Time to rethink mascots
High school basketball season is upon us again and passions are already high when you look at social media like Twitter and Facebook.
Students, parents and fans take great pride in their teams and for good reason.
In some areas, the nicknames of the high school teams serve as the town’s identity to outsiders, and when someone insults or disagrees with your mascot, it can feel like someone is taking shots at you as well.
There is a currently a bill in the Michigan Legislature that could ignite those passions even more, especially here in the Upper Peninsula.
The proposal would cause schools who use certain nicknames and mascots to lose state funding, which could be devastating to many districts.
According to the bill, the Michigan State Board of Education, along with approval of the Michigan Department of Civil Rights, would create a list of “race- or ethnicity-based classifications” that schools would be prohibited from using.
The Michigan Department of Education could then choose to withhold money from schools that continue to use those names, logos or mascots.
Depending on what is placed on the theoretical list, that could affect quite a few teams, including U.P. teams like Marquette (Redmen), Gladstone (Braves), Newberry (Indians) and Escanaba (Eskymos). I’ve covered all four of these teams and it’s clear how much the nicknames mean to their fans and communities.
This issue has been around for years.

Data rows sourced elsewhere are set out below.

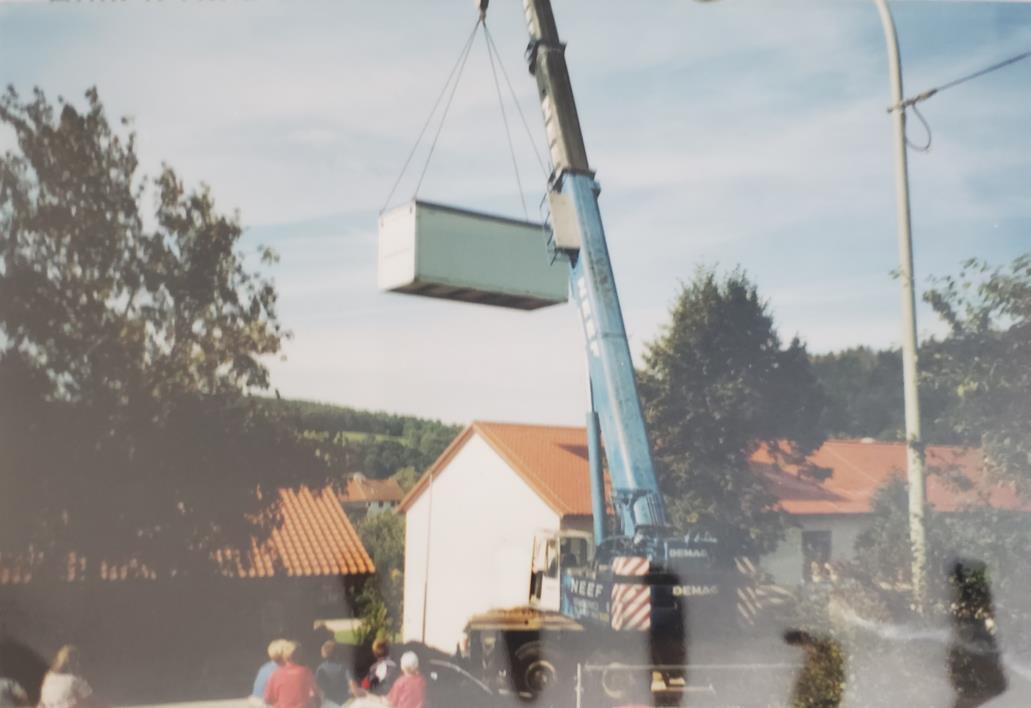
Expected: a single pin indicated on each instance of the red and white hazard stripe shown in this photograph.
(631, 604)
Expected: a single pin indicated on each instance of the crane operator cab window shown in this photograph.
(574, 551)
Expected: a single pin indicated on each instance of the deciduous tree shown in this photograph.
(717, 384)
(129, 339)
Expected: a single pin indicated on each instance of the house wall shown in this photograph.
(786, 563)
(468, 540)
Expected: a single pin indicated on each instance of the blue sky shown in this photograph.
(724, 134)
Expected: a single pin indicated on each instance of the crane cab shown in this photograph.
(556, 553)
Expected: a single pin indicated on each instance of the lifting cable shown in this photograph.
(494, 59)
(504, 120)
(526, 126)
(459, 67)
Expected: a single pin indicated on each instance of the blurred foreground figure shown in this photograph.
(973, 662)
(257, 698)
(409, 689)
(63, 685)
(11, 694)
(292, 685)
(821, 680)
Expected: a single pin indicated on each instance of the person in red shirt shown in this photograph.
(409, 689)
(292, 685)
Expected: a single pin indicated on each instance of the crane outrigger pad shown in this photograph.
(443, 251)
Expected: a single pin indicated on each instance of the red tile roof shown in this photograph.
(956, 478)
(361, 490)
(310, 537)
(553, 461)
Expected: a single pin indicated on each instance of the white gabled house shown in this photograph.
(470, 520)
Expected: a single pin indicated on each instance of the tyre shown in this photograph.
(538, 674)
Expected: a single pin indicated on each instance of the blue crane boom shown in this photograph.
(578, 233)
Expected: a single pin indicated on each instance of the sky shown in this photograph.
(724, 134)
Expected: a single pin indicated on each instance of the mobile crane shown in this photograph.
(593, 597)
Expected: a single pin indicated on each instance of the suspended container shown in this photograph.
(442, 251)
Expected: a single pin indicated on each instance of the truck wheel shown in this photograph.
(537, 671)
(617, 683)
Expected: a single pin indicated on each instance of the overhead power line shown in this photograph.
(905, 103)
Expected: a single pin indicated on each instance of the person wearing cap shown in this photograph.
(409, 689)
(257, 697)
(292, 685)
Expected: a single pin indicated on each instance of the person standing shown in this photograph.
(409, 689)
(63, 684)
(292, 685)
(332, 677)
(257, 698)
(384, 671)
(12, 695)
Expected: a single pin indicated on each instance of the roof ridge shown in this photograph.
(528, 425)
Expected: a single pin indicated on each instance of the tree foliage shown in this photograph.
(128, 341)
(984, 362)
(718, 383)
(379, 601)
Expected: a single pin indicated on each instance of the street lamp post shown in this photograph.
(915, 448)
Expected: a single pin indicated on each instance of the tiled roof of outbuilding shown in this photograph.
(310, 537)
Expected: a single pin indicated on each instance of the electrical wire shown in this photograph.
(504, 120)
(926, 147)
(461, 61)
(962, 79)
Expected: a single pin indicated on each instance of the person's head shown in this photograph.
(66, 660)
(328, 649)
(409, 663)
(275, 650)
(291, 651)
(380, 648)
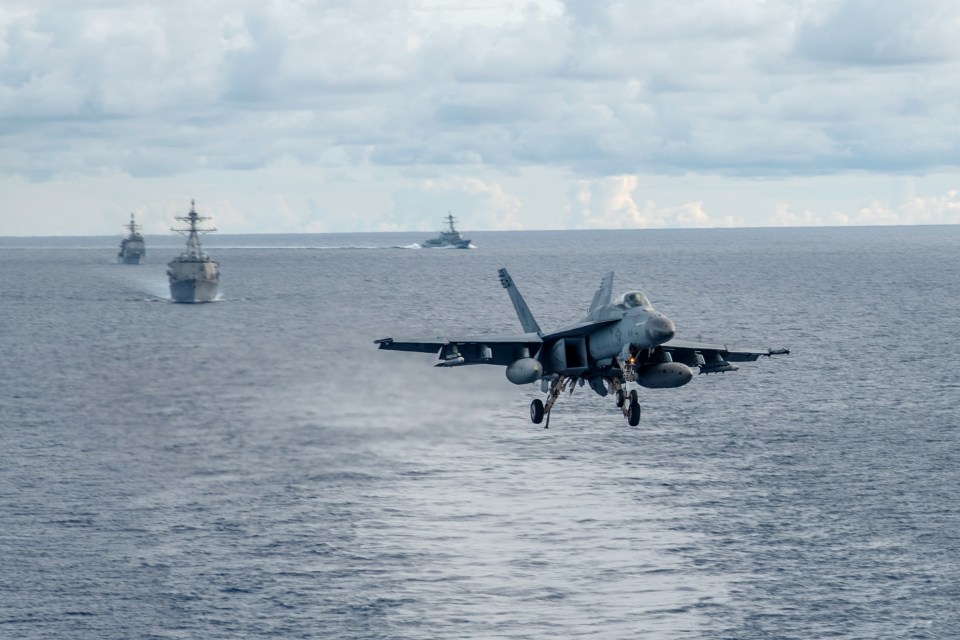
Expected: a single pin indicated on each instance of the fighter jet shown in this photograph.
(617, 343)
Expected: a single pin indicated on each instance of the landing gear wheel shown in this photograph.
(633, 417)
(536, 411)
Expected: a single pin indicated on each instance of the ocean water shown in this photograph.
(256, 468)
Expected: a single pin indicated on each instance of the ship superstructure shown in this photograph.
(194, 276)
(132, 248)
(449, 237)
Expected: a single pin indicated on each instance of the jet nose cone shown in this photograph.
(660, 329)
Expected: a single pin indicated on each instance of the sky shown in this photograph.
(288, 116)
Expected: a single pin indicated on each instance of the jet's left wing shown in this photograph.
(500, 350)
(714, 357)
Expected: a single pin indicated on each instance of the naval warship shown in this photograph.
(194, 276)
(448, 238)
(132, 248)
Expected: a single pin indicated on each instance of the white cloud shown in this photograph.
(417, 89)
(943, 209)
(609, 203)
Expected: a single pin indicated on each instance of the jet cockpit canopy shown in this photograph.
(632, 299)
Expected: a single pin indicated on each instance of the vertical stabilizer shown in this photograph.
(523, 311)
(602, 296)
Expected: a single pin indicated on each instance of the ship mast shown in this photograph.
(133, 226)
(193, 233)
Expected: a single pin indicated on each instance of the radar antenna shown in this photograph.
(193, 232)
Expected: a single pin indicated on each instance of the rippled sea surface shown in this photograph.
(256, 468)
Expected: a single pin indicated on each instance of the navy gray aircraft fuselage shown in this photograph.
(620, 341)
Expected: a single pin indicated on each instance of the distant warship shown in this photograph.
(132, 248)
(448, 238)
(194, 277)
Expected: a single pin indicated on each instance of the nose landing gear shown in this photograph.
(629, 403)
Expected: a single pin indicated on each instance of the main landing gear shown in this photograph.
(539, 409)
(627, 401)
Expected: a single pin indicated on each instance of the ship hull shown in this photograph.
(131, 257)
(192, 291)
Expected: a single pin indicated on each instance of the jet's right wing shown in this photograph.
(715, 357)
(500, 350)
(603, 294)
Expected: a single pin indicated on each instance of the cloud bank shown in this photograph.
(591, 90)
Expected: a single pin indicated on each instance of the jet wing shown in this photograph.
(500, 350)
(713, 356)
(580, 329)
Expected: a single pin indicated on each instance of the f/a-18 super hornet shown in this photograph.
(621, 341)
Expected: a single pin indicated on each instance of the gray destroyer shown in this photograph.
(132, 248)
(450, 238)
(194, 276)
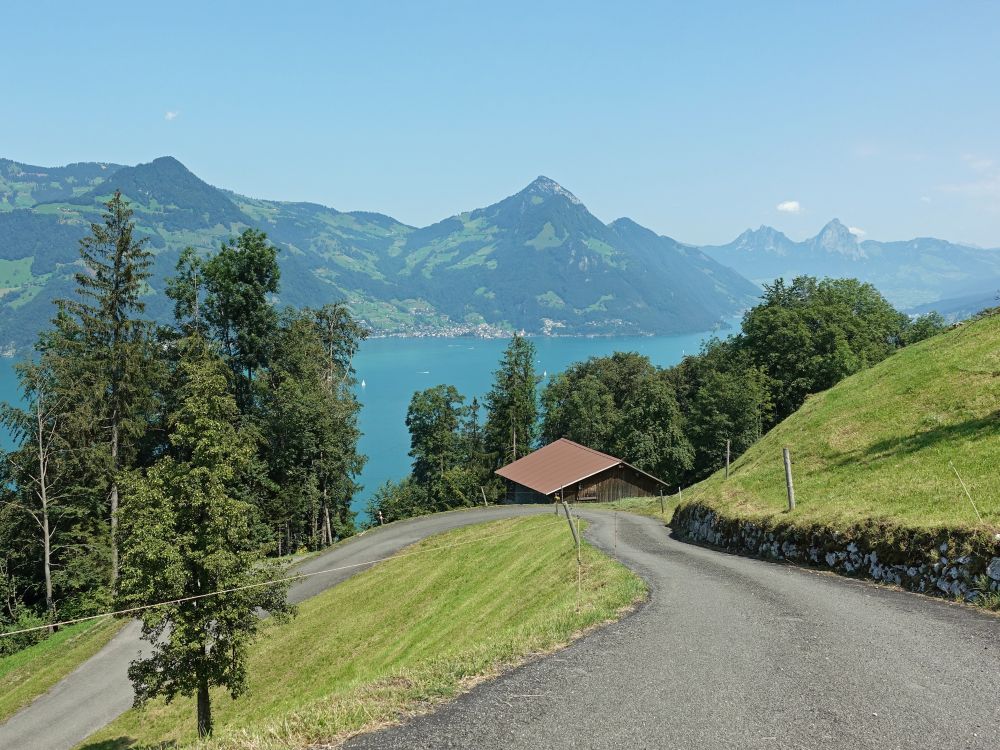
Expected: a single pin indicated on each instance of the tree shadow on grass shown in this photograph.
(126, 743)
(970, 430)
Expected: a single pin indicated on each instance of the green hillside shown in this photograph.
(400, 638)
(29, 673)
(877, 447)
(537, 260)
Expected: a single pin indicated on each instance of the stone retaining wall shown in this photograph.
(953, 563)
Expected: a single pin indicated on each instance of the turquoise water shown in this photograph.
(392, 369)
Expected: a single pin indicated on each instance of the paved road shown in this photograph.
(742, 654)
(99, 690)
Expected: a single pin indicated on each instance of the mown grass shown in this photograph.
(402, 637)
(29, 673)
(878, 446)
(643, 506)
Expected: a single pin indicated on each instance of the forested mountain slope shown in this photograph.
(537, 261)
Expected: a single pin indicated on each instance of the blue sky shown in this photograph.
(696, 119)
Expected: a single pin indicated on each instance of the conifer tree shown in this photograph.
(102, 346)
(512, 404)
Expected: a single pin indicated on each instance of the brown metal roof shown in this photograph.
(558, 465)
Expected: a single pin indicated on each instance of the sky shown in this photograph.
(696, 119)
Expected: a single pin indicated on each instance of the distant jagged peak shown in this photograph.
(763, 231)
(546, 187)
(836, 237)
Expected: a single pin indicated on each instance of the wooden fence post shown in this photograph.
(576, 539)
(788, 478)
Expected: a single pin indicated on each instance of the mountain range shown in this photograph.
(537, 260)
(911, 273)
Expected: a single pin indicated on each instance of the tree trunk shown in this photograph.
(43, 496)
(326, 520)
(204, 708)
(114, 500)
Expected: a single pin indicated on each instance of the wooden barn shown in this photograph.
(575, 473)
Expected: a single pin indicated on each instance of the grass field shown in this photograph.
(880, 444)
(27, 674)
(401, 637)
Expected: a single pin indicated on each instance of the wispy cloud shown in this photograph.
(977, 163)
(984, 185)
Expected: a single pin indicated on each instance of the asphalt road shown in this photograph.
(737, 653)
(99, 690)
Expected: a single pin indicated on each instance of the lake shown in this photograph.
(393, 368)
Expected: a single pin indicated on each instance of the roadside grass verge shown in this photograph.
(29, 673)
(877, 447)
(400, 638)
(643, 506)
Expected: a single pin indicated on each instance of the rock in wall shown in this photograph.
(948, 562)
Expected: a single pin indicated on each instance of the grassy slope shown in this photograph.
(406, 634)
(878, 444)
(28, 674)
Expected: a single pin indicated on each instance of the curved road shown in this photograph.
(737, 653)
(99, 690)
(728, 653)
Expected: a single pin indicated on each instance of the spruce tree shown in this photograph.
(102, 346)
(512, 404)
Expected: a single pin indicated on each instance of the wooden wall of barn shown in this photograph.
(613, 484)
(519, 494)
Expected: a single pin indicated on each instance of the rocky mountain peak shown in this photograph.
(546, 187)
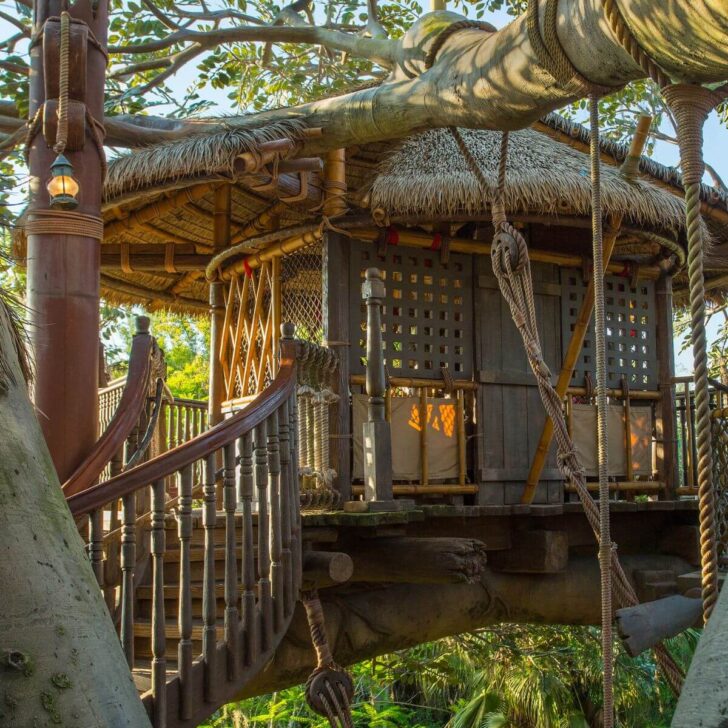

In fact, ESPN’s “Outside The Lines” did a profile on how Marquette was dealing with it 18 years ago, and although things have quieted down, I’m guessing things might heat up again if this bill gets traction.
Marquette seems to have made a lot of progress since that ESPN feature as the use of the Native American headdress logo seems to have stopped and the focus is now on the block “M” version. That might allow them to keep the Redmen nickname, but other schools might not be so lucky.
Escanaba is in an interesting situation as they can use the argument that its nickname represents the town due to the “Y” in “Eskymos” and that it’s just a play on words.
However, that costumed mascot will probably have to disappear, and I’m surprised that it’s lasted this long.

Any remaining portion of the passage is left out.